13. Il ajoute que l'absence, dans ce type d'établissement recevant du public, d'extincteurs en conformité avec les exigences de l'article R. 123-11 du code précité constitue une négligence de la part des responsables, tenus à une obligation de sécurité, qui a contribué à créer la situation qui a permis la réalisation du dommage.
14. En l'état de ces constatations et énonciations, dont il ressort qu'était ainsi caractérisée, à l'encontre des personnes en charge de la surveillance et de la sécurité de la basilique dont la négligence avait contribué à créer la situation ayant permis la réalisation du dommage, une faute caractérisée qui exposait autrui à un risque d'une particulière gravité qu'elles ne pouvaient ignorer, la cour d'appel en a exactement déduit qu'il était démontré que les faits dont avait été victime Mme [N] présentaient le caractère matériel de l'infraction de blessures involontaires.

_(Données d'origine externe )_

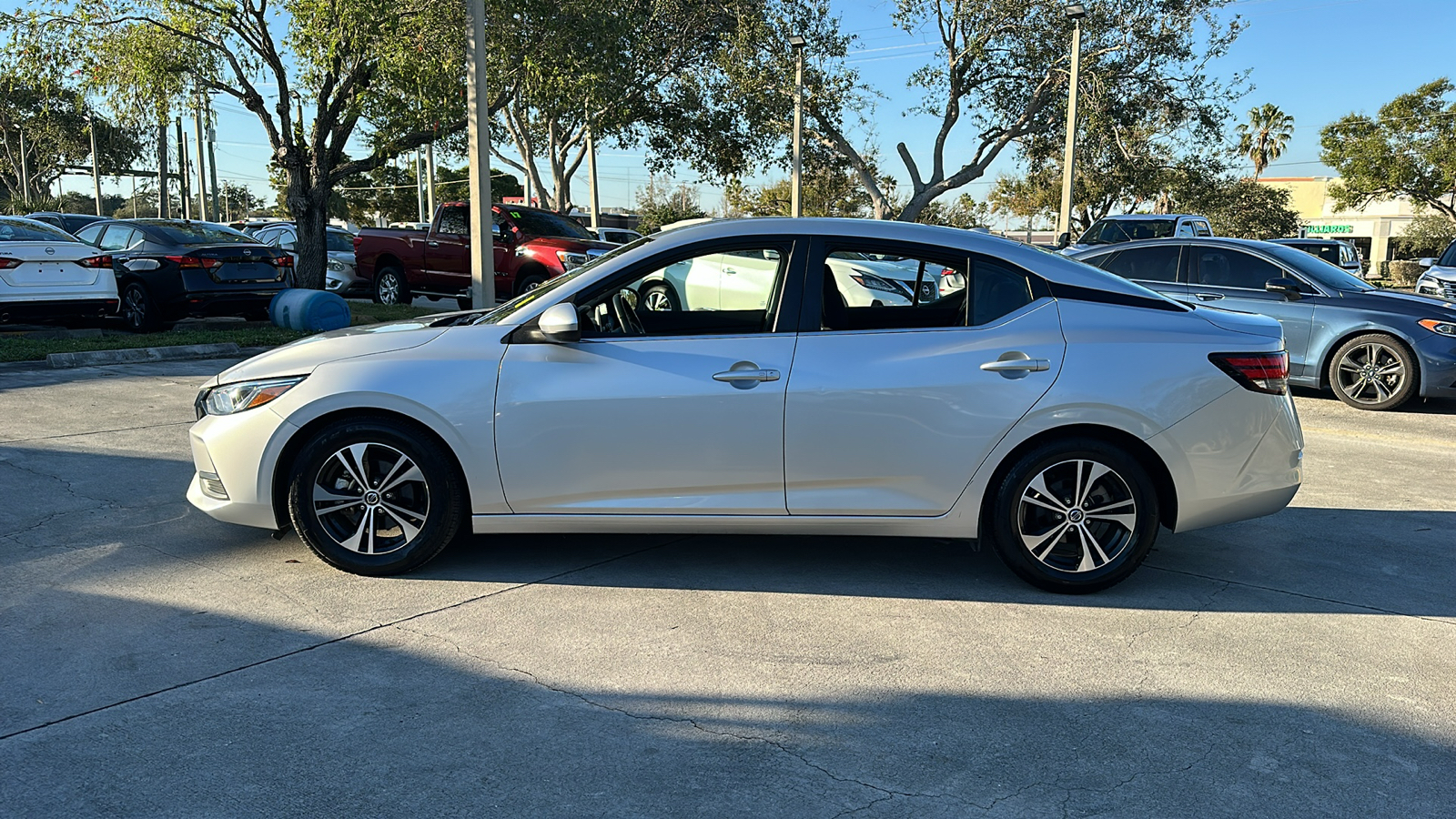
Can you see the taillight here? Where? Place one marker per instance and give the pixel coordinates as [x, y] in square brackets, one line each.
[196, 263]
[1259, 372]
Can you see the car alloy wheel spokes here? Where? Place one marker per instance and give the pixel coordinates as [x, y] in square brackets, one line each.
[371, 499]
[1077, 516]
[1370, 373]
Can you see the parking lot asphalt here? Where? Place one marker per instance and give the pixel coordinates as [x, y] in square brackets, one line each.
[159, 663]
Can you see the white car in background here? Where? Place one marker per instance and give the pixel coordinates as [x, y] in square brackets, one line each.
[47, 274]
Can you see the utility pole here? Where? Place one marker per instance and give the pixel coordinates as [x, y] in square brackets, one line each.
[182, 172]
[797, 188]
[592, 174]
[482, 247]
[95, 164]
[164, 196]
[1077, 12]
[430, 175]
[201, 171]
[25, 171]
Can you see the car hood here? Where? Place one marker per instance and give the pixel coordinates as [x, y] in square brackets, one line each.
[303, 356]
[1252, 324]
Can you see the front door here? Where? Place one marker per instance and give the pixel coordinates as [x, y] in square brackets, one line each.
[676, 411]
[1234, 280]
[892, 409]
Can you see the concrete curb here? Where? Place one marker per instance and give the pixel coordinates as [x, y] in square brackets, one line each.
[142, 354]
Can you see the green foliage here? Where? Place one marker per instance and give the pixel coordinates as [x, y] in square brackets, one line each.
[662, 203]
[1264, 136]
[1407, 150]
[1427, 235]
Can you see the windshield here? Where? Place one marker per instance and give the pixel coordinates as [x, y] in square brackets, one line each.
[531, 296]
[341, 241]
[31, 230]
[1317, 268]
[541, 223]
[198, 234]
[1113, 230]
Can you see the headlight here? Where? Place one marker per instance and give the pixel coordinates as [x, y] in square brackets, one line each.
[875, 283]
[244, 395]
[570, 259]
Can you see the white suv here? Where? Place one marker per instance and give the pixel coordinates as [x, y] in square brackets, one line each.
[47, 274]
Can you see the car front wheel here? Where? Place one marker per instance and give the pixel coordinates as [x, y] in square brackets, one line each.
[375, 497]
[1074, 516]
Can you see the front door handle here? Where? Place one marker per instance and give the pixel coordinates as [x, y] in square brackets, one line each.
[746, 375]
[1016, 365]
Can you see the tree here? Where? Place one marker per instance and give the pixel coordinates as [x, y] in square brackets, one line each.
[662, 203]
[397, 67]
[56, 121]
[1407, 150]
[1264, 136]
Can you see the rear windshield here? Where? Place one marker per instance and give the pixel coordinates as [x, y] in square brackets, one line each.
[1113, 230]
[31, 230]
[200, 234]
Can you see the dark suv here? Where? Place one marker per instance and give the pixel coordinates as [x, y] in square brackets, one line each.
[171, 268]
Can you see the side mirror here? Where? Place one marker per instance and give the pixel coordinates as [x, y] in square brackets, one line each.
[1286, 288]
[560, 324]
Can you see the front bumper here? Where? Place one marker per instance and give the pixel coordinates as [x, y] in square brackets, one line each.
[235, 458]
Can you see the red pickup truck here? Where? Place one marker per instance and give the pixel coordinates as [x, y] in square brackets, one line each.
[531, 245]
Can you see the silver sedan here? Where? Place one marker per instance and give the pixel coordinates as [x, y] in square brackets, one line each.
[1047, 407]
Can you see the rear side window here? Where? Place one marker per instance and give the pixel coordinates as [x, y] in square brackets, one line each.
[1145, 264]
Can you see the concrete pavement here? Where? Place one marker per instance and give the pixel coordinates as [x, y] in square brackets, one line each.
[159, 663]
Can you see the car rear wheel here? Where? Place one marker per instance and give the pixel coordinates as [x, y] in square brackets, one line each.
[1373, 372]
[138, 309]
[390, 288]
[1074, 516]
[375, 497]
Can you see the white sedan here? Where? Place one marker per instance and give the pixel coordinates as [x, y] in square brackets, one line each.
[1047, 407]
[47, 274]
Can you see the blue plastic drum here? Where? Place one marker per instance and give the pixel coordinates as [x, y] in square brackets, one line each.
[310, 310]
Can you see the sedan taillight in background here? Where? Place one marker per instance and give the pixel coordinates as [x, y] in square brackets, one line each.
[196, 263]
[1259, 372]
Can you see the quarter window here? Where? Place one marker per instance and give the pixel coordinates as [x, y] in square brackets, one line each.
[1234, 268]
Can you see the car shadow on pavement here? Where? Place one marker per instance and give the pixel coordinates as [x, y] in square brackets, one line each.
[439, 717]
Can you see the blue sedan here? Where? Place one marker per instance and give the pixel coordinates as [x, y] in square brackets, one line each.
[1375, 349]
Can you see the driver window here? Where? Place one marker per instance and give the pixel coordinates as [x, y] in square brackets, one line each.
[721, 293]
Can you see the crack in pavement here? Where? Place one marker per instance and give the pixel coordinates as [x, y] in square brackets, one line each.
[776, 745]
[331, 642]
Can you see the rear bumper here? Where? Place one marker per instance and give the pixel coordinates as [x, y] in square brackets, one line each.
[56, 309]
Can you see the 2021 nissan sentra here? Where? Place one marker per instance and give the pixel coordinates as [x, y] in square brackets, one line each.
[1046, 405]
[1375, 349]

15. Le moyen n'est, dès lors, pas fondé.
PAR CES MOTIFS, la Cour :
REJETTE le pourvoi.
Laisse les dépens à la charge du Trésor public ;
En application de l'article 700 du code de procédure civile, rejette la demande formée par le Fonds de garantie des victimes des actes de terrorisme et d'autres infractions et le condamne à payer à Mme [N] la somme de 3 000 euros ;
Ainsi fait et jugé par la Cour de cassation, deuxième chambre civile, prononcé par le président en son audience publique du quinze février deux mille vingt-quatre, et signé par lui et Mme Leroy-Gissinger, conseiller doyen, en remplacement du conseiller rapporteur empêché, conformément aux dispositions des articles 452 et 456 du code de procédure civile.